The firm forwarded loan redemption cheques in June 2008 to EBS in line with redemption figures sent to it by the Society, EBS provided receipts for the cheques and the relevant title deeds were then forwarded to Permanent TSB as part of a refinancing of Ms Corcoran’s loans, she said.
There was nothing in the redemption information sent by EBS to suggest cross-charges on the properties and nothing to raise any “red flag”.
It was only after the relevant loans were redeemed the firm received a letter from EBS whch related to a third property of Ms Corcoran’s and indicated there was an extension of the EBS security over the other two properties.
She was certain that particular letter from EBS, dated June 18th 2008, was received after the loans were redeemed and the cheques were sent to EBS as part of that redemption process, she said.

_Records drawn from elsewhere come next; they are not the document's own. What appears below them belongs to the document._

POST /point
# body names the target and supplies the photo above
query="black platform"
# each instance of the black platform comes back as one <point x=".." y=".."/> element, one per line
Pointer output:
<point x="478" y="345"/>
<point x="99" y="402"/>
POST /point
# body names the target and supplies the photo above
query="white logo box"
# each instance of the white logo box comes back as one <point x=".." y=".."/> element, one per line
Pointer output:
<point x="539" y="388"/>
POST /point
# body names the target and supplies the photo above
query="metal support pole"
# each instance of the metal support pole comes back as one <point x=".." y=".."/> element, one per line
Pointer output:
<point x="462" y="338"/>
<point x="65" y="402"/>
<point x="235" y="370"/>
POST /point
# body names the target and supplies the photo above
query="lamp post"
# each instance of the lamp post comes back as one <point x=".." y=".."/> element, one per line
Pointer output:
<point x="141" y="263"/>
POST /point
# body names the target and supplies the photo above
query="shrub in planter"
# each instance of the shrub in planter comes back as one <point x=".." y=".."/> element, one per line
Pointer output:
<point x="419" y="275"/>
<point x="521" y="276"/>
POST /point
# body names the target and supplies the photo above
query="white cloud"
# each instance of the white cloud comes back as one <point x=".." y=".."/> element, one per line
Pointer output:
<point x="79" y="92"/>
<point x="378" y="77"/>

She was surprised to get that letter when there was no reference in the other EBS redemption letters to cross-charges.
She had made no mistake in this matter and it was EBS who made the mistake by not informing the firm earlier of cross-charges. It was also incorrect to suggest regard was not paid to the EBS letter or that letters were received and not read.

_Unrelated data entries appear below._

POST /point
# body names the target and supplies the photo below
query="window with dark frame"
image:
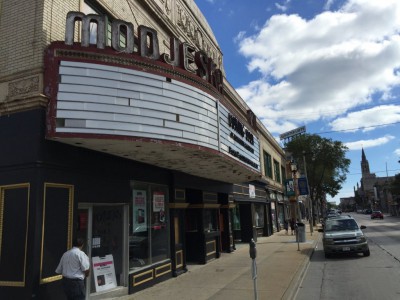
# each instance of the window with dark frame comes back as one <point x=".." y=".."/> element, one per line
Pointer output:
<point x="277" y="171"/>
<point x="267" y="165"/>
<point x="92" y="7"/>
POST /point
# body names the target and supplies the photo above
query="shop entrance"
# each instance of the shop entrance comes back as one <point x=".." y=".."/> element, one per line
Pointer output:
<point x="102" y="227"/>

Mr Kean has no control over the title deeds, has not refused to return them and there was no breach of the relevant solicitor’s undertaking, provided in his capacity as principal of the firm, she said.
The loans were redeemed on foot of information provided by EBS and that complied with the accountable trust undertaking, she said. The firm had been authorised by Ms Corcoran to seek return of the title deeds from EBS as part of the refinancing of her loans.
Call in charges
Ms Corcoran initially sought to refinance the loans related to three properties but loan packs were recieved relating to two of those, she said.
There was no basis for any suggestion by the EBS it is potentially out by €600,000 and it had produced no evidence of any loss, Ms Coghlan also told Richard Kean SC, for Gerald Kean. EBS could still call in charges and guarantees related to those properties, she added.
Ms Coghlan said she had engaged with EBS and Ms Corcoran about the matter and agreed Ms Corcoran told the firm in 2012 she could not rectify the situation and it was a matter for the firm.
She was giving evidence in EBS’s continuing action against Mr Kean alleging he has not adhered to a signed undertaking to return to EBS title documents of two residential properties owned by Ms Corcoran at Portnahully, Carrigeen, and at Hunter’s Way, Williamstown.
The court has heard Ms Corcoran refinanced three of her four EBS loans. EBS claims some €600,000 is outstanding to it under those loans and its security includes a first legal charge over the two properties.
The case continues before Mr Justice Michael Twomey.